Senibudayabetawi.com – Lahir di Medan pada 2 Februari 1931, Syahmardan atau Ardan sudah rajin menulis sejak duduk di Taman Siswa. Karya-karyanya banyak ditemukan di koran dan majalah seperti, Indonesia, Mimbar, Pujangga Baru, Zenith dan lain-lain.
Tulisan Ardan cukup beragam, dari puisi, novel hingga skenario film. Terang Bulan Terang di Kali menjadi karya novelnya yang sukses di pasaran. Novel ini sempat beberapa kali cetak ulang karena tingginya peminat. Sedangkan untuk skenario, Ardan sukses menulis cerita Si Pitung hingga menjelma jadi kebanggaan warga Betawi.
Selain dunia tulis-menulis, Ardan juga dikenal sebagai jago lenong Betawi. Waktunya banyak dihabiskan untuk ngamen Lenong dari kampung ke kampung hingga bisa mentas di Taman Ismail Marzuki. Ketelatenannya menekuni lenong membuat namanya juga lekat dengan seniman Lenong yang disegani seniman Betawi dan juga seniman nasional.

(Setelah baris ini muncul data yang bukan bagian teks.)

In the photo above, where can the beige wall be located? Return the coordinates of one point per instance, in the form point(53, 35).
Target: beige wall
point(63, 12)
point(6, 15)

Menurut budayawan Betawi, Yahya Andi Saputra, ayah SM Ardan adalah seorang putra Betawi yang merantau ke Medan. Maka boleh dibilang Syamardan adalah anak Betawi kelahiran Medan. Dari Medan ayahnya kemudian membawanya balik ke Jakarta, dan kembalilah ia ke habitat aslinya, yaitu Betawi. Ardan lalu tumbuh besar dalam lingkungan budaya masyarakat Betawi yang kemudian mewarnai karya-karyanya.
Pendidikan SM. Ardan
Tercatat pendidikan terakhinya sebagai siswa Taman Madya Taman Siswa, Jakarta (1954). Ia pun kemudian banyak menulis cerpen. Selain sebagai sastrawan, SM Ardan pernah juga bekerja sebagai wartawan menjadi redaktur Arus tahun 1954, Genta (1955-1956), Trio (1958), Abad Muslimin (1966), dan Citra Film (1981-1982). Sejak 1950-an ia menjadi wartawan film pada majalah Violeta. Yang menarik lagi, dia juga pernah menjadi wartawan olahraga di harian Suluh Indonesia.
Kritikus satra HB Jassin, menyatakan bahwa S.M Ardan telah banyak mengilhami karya-karya sastra baru di Indonesia pada kurun waktu tahun 1950 sampai dengan 1990. Selain cerita pendek, novel dan skenario film, SM Ardan juga pernah pernah bekerja di Sinematek Indonesia di Pusat Perfilman H. Usmar Ismail dan juga pernah menjadi anggota Dewan Kesenian Jakarta. “Semua orang bertanya pada dia tentang perfilman Indonesia. Karenanya SM Ardan juga dijuluki sebagai kamus berjalan sinematek Indonesia,” kata budayawan Betawi, Yahya Andi Saputra.